Monitoring the soil status is in great demand in precision agriculture to adjust practices such as tillage, fertilization, and irrigation [1]. Soil organic matter (SOM) and total nitrogen (TN) are essential elements in agricultural soil and play an important role in many biological and chemical activities for plant growth. Therefore, the assessment of SOM and TN in the soil is crucial in precision agriculture [2]. A variety of agricultural sensors have been applied over recent decades to determine soil properties rapidly [3]. Spectroscopy, in particular, has increased in popularity because it is rapid, timely, cost-effective, non-destructive, and straightforward [4]. As effective alternatives to traditional chemical analysis, visible and near-infrared spectroscopy (Vis-NIR), mid-infrared spectroscopy (MIR), and combined diffuse reflectance spectroscopy have the potential to predict various soil properties simultaneously [5,6,7,8]. Diffuse reflectance spectroscopy in the Vis-NIR spectral range has been used widely to characterize SOM [9,10,11,12,13,14] and TN [13,14,15,16,17,18,19]. MIR has been demonstrated to predict SOM and TN, often with better accuracy than Vis-NIR-derived models [20,21,22,23,24,25,26,27]. MIR detects the fundamental vibrations of minerals and organic matter, which have strong absorptions, whereas Vis-NIR spectroscopy detects their overtones and combinations of overtones, which are much weaker and greatly overlap [28].

With the advance in modern analytical instruments, higher-resolution spectra with numerous spectral variables have been adopted in multivariable calibration, which brings more abundant information [19]. However, this method has several disadvantages, such as high redundancy, large computational cost, and complex model requirements, because it generally processes a large amount of data [19]. Moreover, since the volume of samples used for calibration is usually less than the number of variables, it is highly likely to overfit the model, causing detrimental effects on its prediction performance [29]. To solve this problem, spectral variable selection techniques are usually used.

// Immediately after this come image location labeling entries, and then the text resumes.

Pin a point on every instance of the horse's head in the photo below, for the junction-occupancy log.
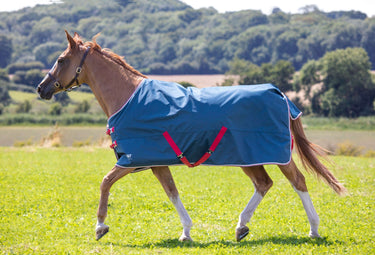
(65, 73)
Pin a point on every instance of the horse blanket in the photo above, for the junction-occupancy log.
(237, 126)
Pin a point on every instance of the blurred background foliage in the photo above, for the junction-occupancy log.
(294, 51)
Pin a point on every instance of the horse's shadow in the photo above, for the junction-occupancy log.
(280, 240)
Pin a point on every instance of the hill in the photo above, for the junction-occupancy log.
(170, 37)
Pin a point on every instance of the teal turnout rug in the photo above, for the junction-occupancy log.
(164, 124)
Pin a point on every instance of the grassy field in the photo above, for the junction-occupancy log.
(49, 197)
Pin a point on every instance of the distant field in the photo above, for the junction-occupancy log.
(49, 197)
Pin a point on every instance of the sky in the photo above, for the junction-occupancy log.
(266, 6)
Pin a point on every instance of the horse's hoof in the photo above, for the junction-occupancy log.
(241, 232)
(101, 231)
(314, 235)
(184, 238)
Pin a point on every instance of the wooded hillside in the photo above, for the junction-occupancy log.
(170, 37)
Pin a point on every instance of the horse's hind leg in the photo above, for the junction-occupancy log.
(166, 180)
(262, 183)
(114, 175)
(297, 180)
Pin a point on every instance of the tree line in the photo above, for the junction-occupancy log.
(170, 37)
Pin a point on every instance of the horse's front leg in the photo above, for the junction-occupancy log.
(114, 175)
(166, 180)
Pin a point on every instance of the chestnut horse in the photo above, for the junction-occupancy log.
(113, 82)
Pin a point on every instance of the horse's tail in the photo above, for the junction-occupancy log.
(308, 153)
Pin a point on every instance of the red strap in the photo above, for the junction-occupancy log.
(204, 157)
(292, 142)
(176, 150)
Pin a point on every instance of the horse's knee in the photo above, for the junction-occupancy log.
(264, 186)
(106, 184)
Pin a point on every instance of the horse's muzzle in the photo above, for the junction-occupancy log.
(44, 92)
(45, 88)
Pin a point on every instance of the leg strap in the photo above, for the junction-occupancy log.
(181, 156)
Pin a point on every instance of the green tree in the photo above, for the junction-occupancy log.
(83, 107)
(6, 50)
(62, 98)
(5, 98)
(348, 88)
(24, 107)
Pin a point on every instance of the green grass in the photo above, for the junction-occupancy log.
(49, 197)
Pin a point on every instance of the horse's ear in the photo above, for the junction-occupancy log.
(76, 35)
(72, 43)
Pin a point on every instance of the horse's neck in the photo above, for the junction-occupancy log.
(110, 82)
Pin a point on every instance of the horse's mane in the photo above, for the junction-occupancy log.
(108, 53)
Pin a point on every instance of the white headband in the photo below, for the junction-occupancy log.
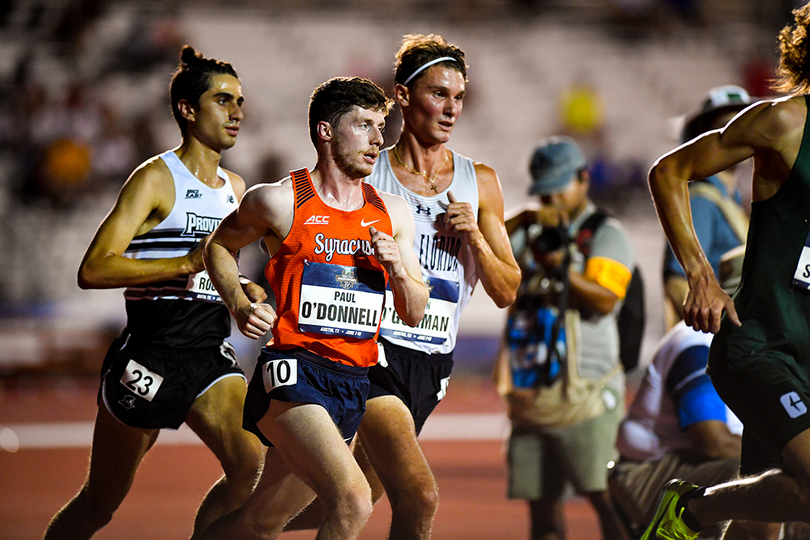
(427, 65)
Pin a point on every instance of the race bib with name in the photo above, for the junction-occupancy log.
(340, 300)
(801, 278)
(201, 288)
(280, 372)
(435, 326)
(141, 381)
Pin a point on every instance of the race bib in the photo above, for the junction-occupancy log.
(280, 372)
(801, 278)
(340, 300)
(200, 288)
(141, 381)
(435, 326)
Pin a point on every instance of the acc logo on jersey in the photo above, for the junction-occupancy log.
(317, 220)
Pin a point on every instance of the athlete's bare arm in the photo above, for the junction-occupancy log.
(397, 256)
(770, 132)
(264, 212)
(144, 201)
(495, 263)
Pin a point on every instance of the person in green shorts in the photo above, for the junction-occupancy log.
(760, 357)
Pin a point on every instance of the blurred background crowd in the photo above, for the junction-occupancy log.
(84, 99)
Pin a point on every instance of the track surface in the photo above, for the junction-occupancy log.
(38, 479)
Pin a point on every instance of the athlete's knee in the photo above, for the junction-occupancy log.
(98, 508)
(243, 471)
(354, 505)
(420, 500)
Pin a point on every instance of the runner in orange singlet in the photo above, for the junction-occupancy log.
(335, 243)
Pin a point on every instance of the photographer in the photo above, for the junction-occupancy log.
(559, 366)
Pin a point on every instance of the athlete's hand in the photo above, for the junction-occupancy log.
(460, 217)
(705, 303)
(254, 320)
(386, 251)
(194, 258)
(254, 292)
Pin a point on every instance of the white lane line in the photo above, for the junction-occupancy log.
(439, 427)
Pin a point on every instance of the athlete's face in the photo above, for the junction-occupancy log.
(431, 106)
(217, 118)
(356, 141)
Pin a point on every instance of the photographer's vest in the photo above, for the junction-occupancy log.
(185, 311)
(551, 383)
(448, 267)
(329, 287)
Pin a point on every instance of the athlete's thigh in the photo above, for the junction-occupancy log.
(388, 436)
(278, 497)
(116, 453)
(796, 455)
(216, 417)
(310, 444)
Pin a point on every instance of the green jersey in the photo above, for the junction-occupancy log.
(773, 300)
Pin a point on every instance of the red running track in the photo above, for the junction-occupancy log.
(35, 483)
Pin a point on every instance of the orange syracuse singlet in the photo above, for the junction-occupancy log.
(329, 287)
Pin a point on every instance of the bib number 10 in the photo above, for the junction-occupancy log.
(281, 372)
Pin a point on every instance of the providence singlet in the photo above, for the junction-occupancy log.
(448, 266)
(329, 287)
(186, 311)
(773, 298)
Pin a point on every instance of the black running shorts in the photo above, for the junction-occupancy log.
(154, 388)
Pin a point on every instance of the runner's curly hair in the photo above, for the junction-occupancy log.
(793, 72)
(192, 79)
(418, 49)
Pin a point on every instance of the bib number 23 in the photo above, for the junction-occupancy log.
(281, 372)
(141, 381)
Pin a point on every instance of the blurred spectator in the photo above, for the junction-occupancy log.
(676, 427)
(150, 42)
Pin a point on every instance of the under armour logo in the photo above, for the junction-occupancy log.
(128, 402)
(793, 404)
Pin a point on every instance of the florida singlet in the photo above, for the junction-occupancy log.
(185, 311)
(448, 267)
(329, 287)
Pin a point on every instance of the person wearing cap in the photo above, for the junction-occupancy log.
(759, 360)
(559, 367)
(677, 425)
(460, 239)
(720, 221)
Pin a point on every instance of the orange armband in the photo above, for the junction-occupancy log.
(608, 273)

The variable selection algorithm has the functions of reducing variable dimensions, simplifying the model and improving model accuracy [30]. Many studies have shown that more accurate calibration models may be achieved by selecting the most informative spectral variables instead of using the full spectrum [19,31,32,33]. For instance, a combination of the ant colony optimization and mutual information algorithms was proposed to extract the characteristic wavebands of soil TN content in the near-infrared spectroscopy (NIR). The results showed that the models based on the selected wavebands achieved higher precision than models using full spectra [19]. Three variable selection techniques (competitive adaptive reweighted sampling, CARS; genetic algorithm, GA; successive projections algorithm, SPA) were employed to select spectral variables for soil TN estimation via Vis-NIR spectroscopy. The results showed that CARS was superior to GA and SPA techniques in selecting effective variables [33]. Previous studies have demonstrated the effectiveness of spectral variable selection in the quantitative analysis of NIR and Vis-NIR.

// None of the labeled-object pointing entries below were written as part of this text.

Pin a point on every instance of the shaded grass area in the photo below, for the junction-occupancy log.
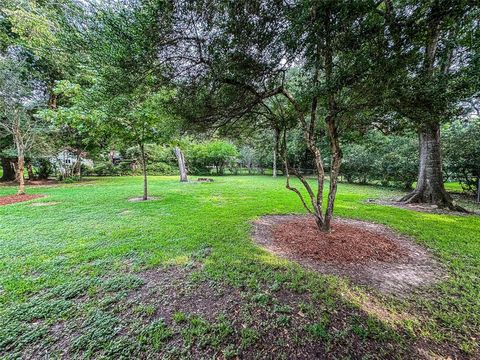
(95, 275)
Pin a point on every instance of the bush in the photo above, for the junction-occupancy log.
(391, 160)
(461, 152)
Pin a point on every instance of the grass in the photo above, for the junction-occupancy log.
(72, 277)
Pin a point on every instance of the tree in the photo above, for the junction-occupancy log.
(316, 55)
(181, 164)
(20, 95)
(431, 67)
(121, 43)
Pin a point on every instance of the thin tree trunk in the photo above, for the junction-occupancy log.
(28, 164)
(274, 170)
(181, 164)
(430, 188)
(144, 170)
(478, 189)
(20, 177)
(8, 170)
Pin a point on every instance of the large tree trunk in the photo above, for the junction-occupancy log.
(430, 188)
(181, 164)
(20, 177)
(274, 170)
(144, 170)
(8, 170)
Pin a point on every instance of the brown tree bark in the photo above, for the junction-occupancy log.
(78, 163)
(181, 164)
(8, 170)
(144, 171)
(28, 165)
(274, 170)
(430, 188)
(20, 177)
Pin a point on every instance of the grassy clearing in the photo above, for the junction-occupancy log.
(96, 275)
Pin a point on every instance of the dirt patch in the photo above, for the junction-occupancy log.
(426, 208)
(12, 199)
(140, 198)
(368, 254)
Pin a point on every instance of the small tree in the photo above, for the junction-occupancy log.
(462, 153)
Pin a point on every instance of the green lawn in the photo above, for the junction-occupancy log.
(96, 275)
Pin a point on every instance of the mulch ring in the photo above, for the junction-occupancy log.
(12, 199)
(140, 199)
(368, 254)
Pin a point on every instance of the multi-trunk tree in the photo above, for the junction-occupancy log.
(20, 96)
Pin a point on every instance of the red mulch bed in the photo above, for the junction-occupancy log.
(346, 243)
(12, 199)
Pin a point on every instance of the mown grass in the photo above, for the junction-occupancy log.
(67, 272)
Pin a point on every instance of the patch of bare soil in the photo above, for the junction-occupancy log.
(369, 254)
(426, 208)
(12, 199)
(48, 203)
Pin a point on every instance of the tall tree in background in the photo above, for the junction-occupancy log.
(434, 48)
(123, 42)
(332, 46)
(20, 96)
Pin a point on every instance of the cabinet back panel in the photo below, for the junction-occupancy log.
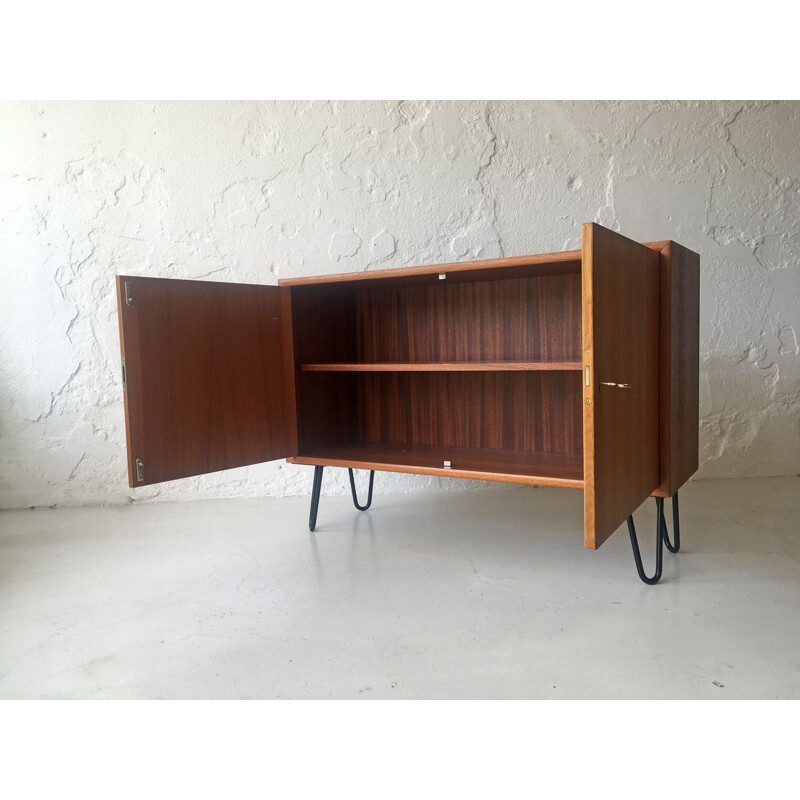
(520, 411)
(524, 319)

Stability competitive adaptive reweighted sampling (sCARS) is an effective spectral variable selection method based on the principle of ‘survival of the fittest’ [34,35]. The sCARS method enhances the stability of variable selection by using variable stability as a variable selection indicator and continues the variable selection process of the CARS method with faster calculation speed. sCARS was proposed to predict the real extract from NIR spectroscopic measurements to provide fast, quality measurement in beer production [35].

Bootstrapping soft shrinkage (BOSS) [36] is a variable selection algorithm based on the model population analysis (MPA) framework that considers the combined effect among variables to a certain extent. Zhang et al. (2020) employed BOSS to select the feature variable of corn oil in the infrared spectrum. The results showed that BOSS can generate the optimal model by using fewer variables, which is also very advantageous for the simplification of a model [37].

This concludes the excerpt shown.